Re: Doo Beidou Beidou
Finding needles in haystacks is actually quite easy, if you have the right search and selection method. An automated conveyer belt and an electromagnet would suffice if the haystack can be dismantled.
If not a stronger magnet placed at various points around or above the stack and pulsed should also suffice. Or if the stack is entirely disposable set it on fire as you activate your magnet, helping the needle find its way out and onto the magnet.
Molecular biology has multiple means of finding needles in giant haystacks. I once did a dna ligation in building a transgenic construct which I worked out could come together again in at least 7 different configurations only one of which was desired. I put the result of the ligation in with a few million transformed bacteria and plated them on a growth plate with ampicilin in it. The dna plasmid had an amp resistant gene in it. You get little dots of bugs growing on your plate each the result of ONE bacterium with a plasmid in it.

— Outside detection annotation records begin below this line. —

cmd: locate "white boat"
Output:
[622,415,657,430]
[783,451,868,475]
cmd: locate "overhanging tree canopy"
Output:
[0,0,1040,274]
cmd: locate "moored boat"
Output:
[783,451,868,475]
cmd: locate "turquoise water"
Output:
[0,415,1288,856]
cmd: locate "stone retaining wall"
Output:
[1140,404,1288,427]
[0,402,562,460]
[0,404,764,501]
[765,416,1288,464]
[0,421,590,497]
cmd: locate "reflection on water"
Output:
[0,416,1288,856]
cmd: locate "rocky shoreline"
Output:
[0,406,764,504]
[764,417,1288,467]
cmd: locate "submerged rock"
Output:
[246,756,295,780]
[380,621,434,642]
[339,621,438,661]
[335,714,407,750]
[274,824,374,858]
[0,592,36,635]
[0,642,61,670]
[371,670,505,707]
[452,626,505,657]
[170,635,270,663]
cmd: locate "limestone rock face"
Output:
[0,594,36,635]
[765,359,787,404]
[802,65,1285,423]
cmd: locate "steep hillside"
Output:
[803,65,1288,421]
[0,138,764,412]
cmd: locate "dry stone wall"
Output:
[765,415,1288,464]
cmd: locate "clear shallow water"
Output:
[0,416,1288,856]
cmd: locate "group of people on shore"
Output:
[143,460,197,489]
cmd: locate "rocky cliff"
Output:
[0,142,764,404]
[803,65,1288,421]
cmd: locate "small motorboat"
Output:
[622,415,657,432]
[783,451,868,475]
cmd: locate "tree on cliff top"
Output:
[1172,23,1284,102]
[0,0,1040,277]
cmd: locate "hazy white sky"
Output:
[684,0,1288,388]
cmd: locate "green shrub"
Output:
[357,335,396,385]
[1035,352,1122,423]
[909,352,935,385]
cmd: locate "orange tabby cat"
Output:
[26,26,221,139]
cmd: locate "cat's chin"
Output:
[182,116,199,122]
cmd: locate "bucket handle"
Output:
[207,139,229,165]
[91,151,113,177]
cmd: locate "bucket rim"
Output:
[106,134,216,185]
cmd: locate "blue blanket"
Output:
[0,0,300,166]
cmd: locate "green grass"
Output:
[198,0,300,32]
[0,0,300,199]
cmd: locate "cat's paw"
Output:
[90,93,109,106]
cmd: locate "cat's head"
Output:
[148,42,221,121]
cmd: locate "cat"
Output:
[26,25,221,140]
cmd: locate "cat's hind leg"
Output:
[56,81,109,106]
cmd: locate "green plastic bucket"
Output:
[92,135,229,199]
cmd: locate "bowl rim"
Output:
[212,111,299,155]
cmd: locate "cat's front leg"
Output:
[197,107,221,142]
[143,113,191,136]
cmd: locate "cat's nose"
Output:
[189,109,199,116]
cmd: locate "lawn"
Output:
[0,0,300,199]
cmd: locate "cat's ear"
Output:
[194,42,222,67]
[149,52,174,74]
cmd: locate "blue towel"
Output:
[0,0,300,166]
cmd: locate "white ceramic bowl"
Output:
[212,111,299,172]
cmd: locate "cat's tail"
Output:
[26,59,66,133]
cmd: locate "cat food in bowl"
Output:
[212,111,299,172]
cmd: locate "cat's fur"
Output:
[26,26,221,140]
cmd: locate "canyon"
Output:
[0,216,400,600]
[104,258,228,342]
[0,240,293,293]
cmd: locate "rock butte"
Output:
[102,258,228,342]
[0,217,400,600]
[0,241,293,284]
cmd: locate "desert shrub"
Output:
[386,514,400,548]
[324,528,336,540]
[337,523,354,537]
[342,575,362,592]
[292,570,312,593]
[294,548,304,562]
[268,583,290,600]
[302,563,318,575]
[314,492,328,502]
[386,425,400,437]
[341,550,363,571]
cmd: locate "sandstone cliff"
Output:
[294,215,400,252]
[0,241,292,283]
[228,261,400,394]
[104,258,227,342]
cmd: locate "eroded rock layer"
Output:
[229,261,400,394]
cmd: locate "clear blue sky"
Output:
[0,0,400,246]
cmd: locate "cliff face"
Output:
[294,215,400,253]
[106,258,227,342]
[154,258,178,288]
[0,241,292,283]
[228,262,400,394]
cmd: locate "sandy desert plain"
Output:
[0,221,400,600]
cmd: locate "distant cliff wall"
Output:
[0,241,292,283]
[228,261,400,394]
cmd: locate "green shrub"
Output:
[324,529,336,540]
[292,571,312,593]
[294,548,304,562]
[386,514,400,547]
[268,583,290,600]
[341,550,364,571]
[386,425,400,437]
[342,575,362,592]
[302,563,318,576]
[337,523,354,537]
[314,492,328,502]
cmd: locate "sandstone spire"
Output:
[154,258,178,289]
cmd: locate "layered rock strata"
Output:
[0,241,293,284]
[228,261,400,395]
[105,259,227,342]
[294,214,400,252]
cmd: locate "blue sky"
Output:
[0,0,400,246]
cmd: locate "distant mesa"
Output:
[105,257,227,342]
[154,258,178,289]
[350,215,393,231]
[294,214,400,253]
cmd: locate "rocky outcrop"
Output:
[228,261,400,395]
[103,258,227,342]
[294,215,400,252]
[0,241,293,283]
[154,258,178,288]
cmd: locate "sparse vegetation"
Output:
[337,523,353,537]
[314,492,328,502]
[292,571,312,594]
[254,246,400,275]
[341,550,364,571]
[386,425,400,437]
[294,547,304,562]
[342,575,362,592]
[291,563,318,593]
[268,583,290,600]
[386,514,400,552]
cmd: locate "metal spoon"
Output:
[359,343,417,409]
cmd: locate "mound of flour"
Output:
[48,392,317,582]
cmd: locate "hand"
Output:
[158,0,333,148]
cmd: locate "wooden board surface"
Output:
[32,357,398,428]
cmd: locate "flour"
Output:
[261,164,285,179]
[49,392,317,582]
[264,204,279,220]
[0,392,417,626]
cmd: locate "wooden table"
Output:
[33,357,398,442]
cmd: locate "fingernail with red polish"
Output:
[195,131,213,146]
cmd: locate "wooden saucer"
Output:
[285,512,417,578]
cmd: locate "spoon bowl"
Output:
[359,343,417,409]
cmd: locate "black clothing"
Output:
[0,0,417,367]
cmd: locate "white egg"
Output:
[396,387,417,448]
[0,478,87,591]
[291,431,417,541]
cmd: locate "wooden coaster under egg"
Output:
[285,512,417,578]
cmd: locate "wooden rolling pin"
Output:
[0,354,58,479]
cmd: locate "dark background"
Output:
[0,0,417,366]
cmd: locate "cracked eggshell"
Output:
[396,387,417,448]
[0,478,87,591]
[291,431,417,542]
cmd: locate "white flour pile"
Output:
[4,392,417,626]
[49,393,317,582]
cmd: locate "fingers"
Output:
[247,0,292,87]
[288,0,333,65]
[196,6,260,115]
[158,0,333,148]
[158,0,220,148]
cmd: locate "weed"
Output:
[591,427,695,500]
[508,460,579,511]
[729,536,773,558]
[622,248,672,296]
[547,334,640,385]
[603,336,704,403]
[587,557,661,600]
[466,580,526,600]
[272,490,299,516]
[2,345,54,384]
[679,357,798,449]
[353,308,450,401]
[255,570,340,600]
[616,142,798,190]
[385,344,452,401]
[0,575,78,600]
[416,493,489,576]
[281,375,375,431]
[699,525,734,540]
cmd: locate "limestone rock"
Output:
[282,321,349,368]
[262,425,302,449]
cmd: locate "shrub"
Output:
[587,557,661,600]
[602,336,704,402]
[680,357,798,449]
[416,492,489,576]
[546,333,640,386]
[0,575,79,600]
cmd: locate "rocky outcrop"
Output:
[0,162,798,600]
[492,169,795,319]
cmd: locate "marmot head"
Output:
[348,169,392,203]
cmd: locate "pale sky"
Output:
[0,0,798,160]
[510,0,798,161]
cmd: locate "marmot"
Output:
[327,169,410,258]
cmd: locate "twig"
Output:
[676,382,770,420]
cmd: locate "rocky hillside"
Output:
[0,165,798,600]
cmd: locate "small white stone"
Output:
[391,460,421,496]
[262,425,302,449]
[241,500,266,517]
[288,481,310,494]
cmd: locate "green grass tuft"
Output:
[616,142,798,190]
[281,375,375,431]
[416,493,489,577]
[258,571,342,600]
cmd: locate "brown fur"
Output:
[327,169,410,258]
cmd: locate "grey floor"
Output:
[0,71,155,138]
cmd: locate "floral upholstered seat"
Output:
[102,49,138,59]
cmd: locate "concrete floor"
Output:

You usually get from dozens to hundreds of spots. I got ONE and it was the right configuration. If your search committee has millions of members they get the job done. Needles in haystacks? all in a routine day's work in the biology lab.
In the molecular genetics lab we once formally worked out mathematically how many repeated patterns from individually Transgene injected eggs allowed to become embryos allowed you to conclude the patter was due to the sequences in the transgene and not because it inserted next to a genome control region. The assumption was that insertion in the genome was in essence random which is not absolutely true but true enough. The answer is 2. Because the genome is very, very, very large. We usually settled on 4.
These days knockout and transgene constructs usually have insulation sequences at either end so one would do.
It's a bit like dropping a needle into a haystack followed by another one. You drop them from high up so wind can affect the fall, you also swing the release mechanism in an arc. The bigger the haystack and the higher the mechanism and the more erratic the arc the chances of the needles coming to rest together are minuscule.